BL: The criteria is what the FDA or your regulatory agency will accept. What they will ask is to show the testing under conditions that are expected and unexpected, and the minimum and the maximum concentration of an analyte of the cells in various buffers. So, you need to be able to collect enough data to be confident that under field conditions, meaning under manufacturing patient material, that the release test is going to be giving you valid answers. I can tell you that we have evaluated a number of assays that can present problems and can be very sensitive. Therefore, it's important to communicate with the agency through the INTERACT Program or through a pre-IND meeting about your release tests and the data that you have to support those tests.

Q: Do you think patient stratification using immune profiling is important in CAR-T cell therapy?

BL: While in pediatric acute lymphoid leukemia we have a complete response rate in the order of 83% to 90%, in lymphoma, for Kymriah and Yescarta and others, the overall response rate is lower (around 45% to 50%) and it's about that for chronic lymphoid leukemia as well. We have done a series of biomarker studies to show that a particular phenotype, a central memory stem cell, in CD8 cells is predictive of a good clinical outcome. Now, that leads to the question: We have an expensive therapy, we have a method of biomarker analysis that could predict, not with 100% certainty, but with some indication in cells collected from a patient, what product is likely to induce a clinical response and what might not induce a clinical response? 

So it is, I think, foreseeable that we will be implementing some biomarker criteria and some eligibility criteria. We'd like to do that in a clinical trial in CLL (chronic lymphocytic leukaemia), for example, and to look at the stratification of response when one looks at these biomarkers and what we believe is going to be a response. It's both a very interesting scientific question, but it is also a health policy question and an ethical question. So would you want to collect cells from patients if you had indications it's fairly unlikely, and I'll just throw out a number of, say, 20%, that they would respond as opposed to another patient where you have biomarker analysis that would predict a, let's say, 70% or 80%, response? 

Q: Can we have your opinion on the idea of using CAR-T cells against more than one target? For instance, infusing the patient with CAR-T against both CD33 as well as another cell, 30CD.

BL: I mentioned a couple of trials. We're doing one in myeloma targeting BCMA and targeting CD19, where there is some evidence CD19 is present on the myeloma stem cell. We and others, Stanford included, are targeting both CD19 and CD22 in leukemia to prevent antigen escape, and, relevant to the question on CD33, that is a special case because what we're planning to do in the CD33 trial is to create a CD33 negative stem cell population using CRISPR. In the cells that mature from them, those stem cells would be resistant to the CAR-T 33 cells that would be infused to the patient to kill acute myelogenous leukemia. So, in that particular trial, we don't see a combinational approach, at least not at first, but the point is valid not only in hematologic malignancies but also in solid tumors to either target two antigens, or perhaps a targeted tumor antigen, and a tissue-specific marker to enable CAR activation with a switch.

Q: Would you mind giving an overview on paradigm shift, if possible.

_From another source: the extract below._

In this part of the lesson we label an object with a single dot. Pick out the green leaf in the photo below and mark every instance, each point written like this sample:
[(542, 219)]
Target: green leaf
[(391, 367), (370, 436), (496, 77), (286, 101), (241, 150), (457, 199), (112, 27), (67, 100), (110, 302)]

BL: Well, that's an open-ended question. So, the way I'll address that is that we have cells and tissues as drugs. We have engineered cells that can be thought of as drug factories. There is preclinical work showing that CAR-T cells can also secrete proteins, cytokines, and bispecific antibodies. Oncolytic viruses can be engineered to produce bispecific antibodies. So, in thinking about how we develop these therapies, of course, it is challenging. I think what's not appreciated is that the regulations, and often regulators in some countries, don't have experience with these types of therapies. It's a multifaceted effort to develop this field, not only scientific and tactical, but with regulation, education, and training as well.